Although families are, understandably, tightening their purse strings in the run up to Christmas, the predicted ‘Bleak Friday’ brought some Christmas cheer for shopping centres in particular, confirmed retail analysts Springboard.

The results for the period up to noon on Friday November 25 showed that footfall across all UK retail destinations was 7.3% higher than the previous Friday.Shopping centres appeared to be the winners, with footfall 13.9% higher than the previous week.

“Footfall is higher than last year too –  up 4.6% above Black Friday 2021 – across all destinations, but 8% higher in high streets, despite the 4.2% increase in footfall from the previous week not being as great as that in shopping centres,” explained Diane Wehrle, insights director at Springboard.

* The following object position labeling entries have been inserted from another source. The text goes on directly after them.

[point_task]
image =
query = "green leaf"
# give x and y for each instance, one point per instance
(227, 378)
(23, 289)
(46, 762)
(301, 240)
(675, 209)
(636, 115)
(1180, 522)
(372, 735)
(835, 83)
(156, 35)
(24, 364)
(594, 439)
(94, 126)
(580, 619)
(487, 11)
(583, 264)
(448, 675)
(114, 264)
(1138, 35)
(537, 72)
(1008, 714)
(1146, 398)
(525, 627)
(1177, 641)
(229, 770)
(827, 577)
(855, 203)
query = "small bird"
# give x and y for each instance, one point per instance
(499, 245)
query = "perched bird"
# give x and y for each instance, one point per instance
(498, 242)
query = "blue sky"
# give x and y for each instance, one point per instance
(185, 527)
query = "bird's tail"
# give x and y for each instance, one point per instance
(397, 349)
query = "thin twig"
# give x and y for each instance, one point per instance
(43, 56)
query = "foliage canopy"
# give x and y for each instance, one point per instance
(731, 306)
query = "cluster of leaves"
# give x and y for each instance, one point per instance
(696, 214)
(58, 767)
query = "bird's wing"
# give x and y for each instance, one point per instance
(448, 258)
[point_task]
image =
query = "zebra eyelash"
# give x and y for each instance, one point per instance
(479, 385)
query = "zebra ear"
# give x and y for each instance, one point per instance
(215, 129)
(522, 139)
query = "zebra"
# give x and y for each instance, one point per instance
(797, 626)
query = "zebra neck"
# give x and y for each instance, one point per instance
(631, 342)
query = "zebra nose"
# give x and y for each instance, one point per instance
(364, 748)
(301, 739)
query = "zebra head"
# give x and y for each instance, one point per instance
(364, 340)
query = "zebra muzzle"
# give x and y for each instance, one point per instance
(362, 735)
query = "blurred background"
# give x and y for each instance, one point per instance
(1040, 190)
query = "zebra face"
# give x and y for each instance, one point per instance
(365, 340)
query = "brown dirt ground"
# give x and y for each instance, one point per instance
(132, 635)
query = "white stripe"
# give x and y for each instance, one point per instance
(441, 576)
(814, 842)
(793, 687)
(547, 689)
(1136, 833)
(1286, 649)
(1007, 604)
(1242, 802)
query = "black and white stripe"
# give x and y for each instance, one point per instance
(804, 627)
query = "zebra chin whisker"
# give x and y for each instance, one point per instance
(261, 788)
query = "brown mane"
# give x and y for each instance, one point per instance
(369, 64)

She  continued: “Shoppers were heading to large city centres rather than smaller high streets, with footfall in central London 11.1% higher than the previous week, and 7.7% higher in city centres across the UK compared with a drop in footfall from the previous week, which was 3.2% lower in market towns.

She added that the footfall data demonstrated that while trading conditions are challenging, Black Friday was “certainly not a disaster.”

Above: Black Friday was seen as a success this year, as shoppers looked for bargains.
Above: Black Friday was seen as a success this year, as shoppers looked for bargains.

Nevertheless, according to a joint survey by shop local platform, Shopappy, and small business free publicity platform Newspage, almost three quarters (73%) of independent retailers said that Black Friday is bad for business and loses them sales, as people are drawn to global or UK retail giants promising significant discounts,

The survey, of 1000 independent retailers based around the UK, also revealed that eight in 10 (81%) respondents said Black Friday put pressure on them to lower their prices to remain competitive, at a time when margins and profits are already down due to the cost of living crisis and soaring inflation and energy bills.

Unsurprisingly, nine in ten (89%) survey respondents said they would like to see the annual shopping event removed from the UK calendar altogether, with one describing it as an ‘annual kick in the teeth for small independent retail businesses.”

However, some retailers see Black Friday as a “necessary evil”, something they “begrudgingly” embrace in an effort to drive quick sales.

Top: Central London saw increased footfall on Black Friday.